A besieged White House dug in its heels Sunday and defended figures at the center of the unfolding Internal Revenue Service scandal while reiterating that President Obama knew nothing of the misdeeds inside the agency.
White House senior adviser Dan Pfeiffer, appearing on four Sunday morning political talk shows, offered strong support for Sarah Hall Ingram, who led the agency's tax-exempt division as it admittedly targeted conservative groups. She recently was promoted to chief of the health care reform office, tasked with implementing "Obamacare."
Critics of the administration expect many more heads to roll as the true scope and intent of the IRS actions come to light, but Mr. Pfeiffer on Sunday strongly defended Ms. Ingram.
"No one has suggested that she did anything wrong yet," Mr. Pfeiffer said on "Fox News Sunday."
"Before everyone in this town convicts this person in the court of public opinion with no evidence, let's actually get the facts and make decisions after that. There's nothing that suggests she did anything wrong," he said.
Mr. Pfeiffer added that a top-down investigation of the IRS will examine Ms. Ingram's 2009 to 2012 tenure as head of the tax-exempt division.
Other IRS authorities have paid the price for what officials on both sides of the aisle, along with a host of others, have described as outrageous behavior. Steven Miller, former acting IRS commissioner questioned by Congress last week, was pushed out by the president.
Ms. Ingram's replacement, Joseph Grant, has announced his retirement despite taking the job only a few weeks ago.
By keeping Ms. Ingram in place — and giving her the controls of something as complex and controversial as Obamacare — the administration is adding fuel to an already raging fire.
Republicans and many others were skeptical of the federal government and its competence to implement health care reform, and Ms. Ingram's involvement only generates more questions.

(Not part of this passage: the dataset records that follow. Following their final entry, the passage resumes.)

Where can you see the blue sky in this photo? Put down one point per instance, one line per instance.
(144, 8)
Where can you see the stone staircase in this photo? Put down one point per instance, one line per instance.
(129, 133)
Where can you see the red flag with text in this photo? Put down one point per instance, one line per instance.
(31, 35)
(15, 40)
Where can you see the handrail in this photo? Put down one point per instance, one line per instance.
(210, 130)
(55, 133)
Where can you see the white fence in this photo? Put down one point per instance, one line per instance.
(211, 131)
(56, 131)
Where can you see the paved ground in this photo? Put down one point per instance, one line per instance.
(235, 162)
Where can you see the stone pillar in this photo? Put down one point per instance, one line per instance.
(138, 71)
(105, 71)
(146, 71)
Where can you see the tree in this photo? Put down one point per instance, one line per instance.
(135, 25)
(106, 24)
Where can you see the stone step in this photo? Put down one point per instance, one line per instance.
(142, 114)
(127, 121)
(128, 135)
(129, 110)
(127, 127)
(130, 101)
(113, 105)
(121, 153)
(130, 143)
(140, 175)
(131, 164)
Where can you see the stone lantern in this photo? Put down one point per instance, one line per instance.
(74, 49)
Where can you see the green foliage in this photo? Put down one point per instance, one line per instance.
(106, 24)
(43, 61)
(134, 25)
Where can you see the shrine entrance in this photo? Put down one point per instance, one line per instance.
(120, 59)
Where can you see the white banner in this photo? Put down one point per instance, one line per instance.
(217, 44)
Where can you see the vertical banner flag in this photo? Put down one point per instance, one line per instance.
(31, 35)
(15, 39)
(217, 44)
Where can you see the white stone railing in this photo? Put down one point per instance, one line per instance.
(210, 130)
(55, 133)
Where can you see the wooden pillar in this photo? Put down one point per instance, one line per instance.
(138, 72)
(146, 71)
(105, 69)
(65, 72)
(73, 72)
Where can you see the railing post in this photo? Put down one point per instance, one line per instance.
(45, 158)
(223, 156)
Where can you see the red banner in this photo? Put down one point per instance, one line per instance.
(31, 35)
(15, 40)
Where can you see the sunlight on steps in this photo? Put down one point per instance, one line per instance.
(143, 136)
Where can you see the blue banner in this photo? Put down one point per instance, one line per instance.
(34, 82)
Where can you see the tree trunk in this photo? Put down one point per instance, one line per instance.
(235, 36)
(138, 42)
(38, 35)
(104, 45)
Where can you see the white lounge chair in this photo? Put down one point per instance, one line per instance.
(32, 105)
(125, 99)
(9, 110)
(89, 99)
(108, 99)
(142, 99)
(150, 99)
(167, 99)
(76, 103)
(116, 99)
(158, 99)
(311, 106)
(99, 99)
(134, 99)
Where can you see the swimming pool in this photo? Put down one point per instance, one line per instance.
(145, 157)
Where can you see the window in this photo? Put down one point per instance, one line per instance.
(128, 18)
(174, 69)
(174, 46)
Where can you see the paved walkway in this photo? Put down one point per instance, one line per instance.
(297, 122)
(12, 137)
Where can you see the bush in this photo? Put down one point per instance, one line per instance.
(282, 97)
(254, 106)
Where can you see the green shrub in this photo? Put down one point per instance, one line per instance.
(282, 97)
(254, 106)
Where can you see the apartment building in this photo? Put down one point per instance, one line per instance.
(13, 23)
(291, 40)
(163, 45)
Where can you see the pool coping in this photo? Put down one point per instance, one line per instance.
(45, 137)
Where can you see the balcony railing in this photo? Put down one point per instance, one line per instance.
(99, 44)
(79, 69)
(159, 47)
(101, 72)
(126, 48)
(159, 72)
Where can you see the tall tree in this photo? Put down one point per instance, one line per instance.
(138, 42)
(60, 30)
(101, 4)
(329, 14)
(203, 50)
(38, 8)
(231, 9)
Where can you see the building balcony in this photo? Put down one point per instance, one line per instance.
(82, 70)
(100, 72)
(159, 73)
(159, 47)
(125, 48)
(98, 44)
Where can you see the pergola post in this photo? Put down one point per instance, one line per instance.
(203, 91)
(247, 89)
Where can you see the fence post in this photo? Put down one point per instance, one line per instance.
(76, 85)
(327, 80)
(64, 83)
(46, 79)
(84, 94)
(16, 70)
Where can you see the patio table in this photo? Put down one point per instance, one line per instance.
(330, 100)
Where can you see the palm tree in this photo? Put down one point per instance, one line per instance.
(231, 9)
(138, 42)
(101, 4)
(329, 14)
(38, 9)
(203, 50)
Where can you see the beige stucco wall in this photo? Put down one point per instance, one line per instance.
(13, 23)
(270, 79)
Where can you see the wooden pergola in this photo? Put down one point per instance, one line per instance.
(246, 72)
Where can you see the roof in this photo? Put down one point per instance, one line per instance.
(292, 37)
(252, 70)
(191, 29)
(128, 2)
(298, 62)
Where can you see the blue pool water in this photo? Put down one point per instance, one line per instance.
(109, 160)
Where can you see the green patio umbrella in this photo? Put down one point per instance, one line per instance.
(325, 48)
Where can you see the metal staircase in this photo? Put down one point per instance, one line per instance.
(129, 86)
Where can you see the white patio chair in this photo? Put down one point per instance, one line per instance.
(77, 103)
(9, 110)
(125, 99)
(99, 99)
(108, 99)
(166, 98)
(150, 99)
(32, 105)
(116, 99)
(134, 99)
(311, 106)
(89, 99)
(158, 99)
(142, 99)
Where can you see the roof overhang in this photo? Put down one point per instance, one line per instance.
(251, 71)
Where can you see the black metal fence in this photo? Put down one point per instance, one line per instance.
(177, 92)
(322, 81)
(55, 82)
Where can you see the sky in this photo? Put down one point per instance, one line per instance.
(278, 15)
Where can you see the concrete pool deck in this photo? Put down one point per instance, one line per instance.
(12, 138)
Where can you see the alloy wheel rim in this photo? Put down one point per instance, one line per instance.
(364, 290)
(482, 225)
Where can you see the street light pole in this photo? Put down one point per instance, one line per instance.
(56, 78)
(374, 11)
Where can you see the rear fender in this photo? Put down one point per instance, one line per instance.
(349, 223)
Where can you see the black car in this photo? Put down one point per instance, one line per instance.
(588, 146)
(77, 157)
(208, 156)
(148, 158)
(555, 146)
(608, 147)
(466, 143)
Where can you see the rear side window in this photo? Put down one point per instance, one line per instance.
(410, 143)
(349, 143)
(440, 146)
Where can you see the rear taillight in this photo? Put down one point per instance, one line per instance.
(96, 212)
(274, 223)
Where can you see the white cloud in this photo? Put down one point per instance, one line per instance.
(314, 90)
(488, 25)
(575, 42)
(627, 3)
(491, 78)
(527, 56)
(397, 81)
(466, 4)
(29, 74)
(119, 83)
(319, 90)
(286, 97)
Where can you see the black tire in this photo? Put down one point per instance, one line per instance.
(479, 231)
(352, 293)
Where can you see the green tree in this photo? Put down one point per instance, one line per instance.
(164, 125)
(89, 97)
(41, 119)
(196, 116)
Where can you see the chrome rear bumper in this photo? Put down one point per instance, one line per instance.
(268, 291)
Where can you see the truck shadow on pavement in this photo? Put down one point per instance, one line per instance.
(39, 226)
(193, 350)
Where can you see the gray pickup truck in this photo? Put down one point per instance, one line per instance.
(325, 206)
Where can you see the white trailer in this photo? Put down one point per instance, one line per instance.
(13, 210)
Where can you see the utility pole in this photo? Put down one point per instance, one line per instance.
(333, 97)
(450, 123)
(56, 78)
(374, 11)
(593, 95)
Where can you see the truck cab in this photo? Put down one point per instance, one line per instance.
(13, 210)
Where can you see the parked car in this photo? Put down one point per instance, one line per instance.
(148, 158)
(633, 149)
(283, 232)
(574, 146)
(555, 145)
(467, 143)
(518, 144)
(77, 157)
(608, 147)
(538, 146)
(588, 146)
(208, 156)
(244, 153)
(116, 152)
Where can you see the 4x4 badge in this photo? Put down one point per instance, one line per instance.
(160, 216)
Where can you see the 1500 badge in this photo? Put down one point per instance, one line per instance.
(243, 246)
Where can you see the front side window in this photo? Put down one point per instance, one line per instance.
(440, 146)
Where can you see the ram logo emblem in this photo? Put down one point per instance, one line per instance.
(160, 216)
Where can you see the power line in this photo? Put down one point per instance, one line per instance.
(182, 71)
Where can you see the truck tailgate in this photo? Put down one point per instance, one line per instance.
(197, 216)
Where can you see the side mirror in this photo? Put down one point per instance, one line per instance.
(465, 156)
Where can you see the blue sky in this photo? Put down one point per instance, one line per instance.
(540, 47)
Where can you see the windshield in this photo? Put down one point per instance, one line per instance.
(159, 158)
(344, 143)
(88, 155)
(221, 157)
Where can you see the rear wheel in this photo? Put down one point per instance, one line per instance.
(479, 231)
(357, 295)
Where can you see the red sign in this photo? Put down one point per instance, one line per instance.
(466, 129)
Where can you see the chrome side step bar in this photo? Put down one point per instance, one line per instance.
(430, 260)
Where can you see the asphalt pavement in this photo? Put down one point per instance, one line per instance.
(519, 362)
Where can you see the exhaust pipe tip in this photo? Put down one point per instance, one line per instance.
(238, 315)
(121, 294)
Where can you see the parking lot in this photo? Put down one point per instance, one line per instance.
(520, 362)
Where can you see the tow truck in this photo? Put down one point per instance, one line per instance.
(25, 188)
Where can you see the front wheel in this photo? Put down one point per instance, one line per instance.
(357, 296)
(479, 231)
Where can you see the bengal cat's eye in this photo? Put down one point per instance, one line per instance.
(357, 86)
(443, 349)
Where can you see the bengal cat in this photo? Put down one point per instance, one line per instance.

Many Republicans also say that when the smoke clears, the American public will learn that it was not merely rogue IRS employees who targeted tea party and other conservative groups. Rather, they argue, there was a policy directive to silence critics of the president, and some higher-level figure, whether it was Ms. Ingram or someone else, had to have been involved.
"I think we're going to find that there's a written policy that says we were targeting people who were opposed to the president. I can't believe that one rogue agent started this. It seems to be too widespread," said Sen. Rand Paul, Kentucky Republican and potential 2016 presidential candidate.
His Republican colleague Sen. John Cornyn of Texas agreed that there must be more to the story.
"Bureaucrats don't take risks unless they have a signal, either explicit or implicit, from their higher-ups that what you're doing is exactly what we expect you to do," he said during an interview on CBS' "Face the Nation." "I have a very hard time believing that this was something cooked up in Cincinnati by midlevel employees."
Rep. Paul Ryan, Wisconsin Republican, called the situation "rotten to the core" and said the IRS ordeal gives the American people a chance to truly see "big government in practice."
Many of the president's fellow Democrats are fighting back on a different front. There is no defending the targeting of Americans based on political belief, but lawmakers increasingly are raising the broader issue of whether so many groups should be granted tax-exempt status.
"There's a second scandal here, and that is that hundreds of millions have been used [by tax-exempt groups] that are supposed to be used as nonprofit social welfare entities for political purposes" said Sen. Robert Menendez, New Jersey Democrat, speaking on ABC's "This Week."
Rep. Charles B. Rangel, New York Democrat, argued that IRS employees couldn't have understood the complex laws governing which groups can be considered tax-exempt or how politically active they can be before they cross the line.
"This law lends itself to abuse," he said, also appearing on ABC. "I don't think that gang in Cincinnati had the slightest clue as to find out whether or not people making contributions were involved in politics or whether they were involved in social welfare."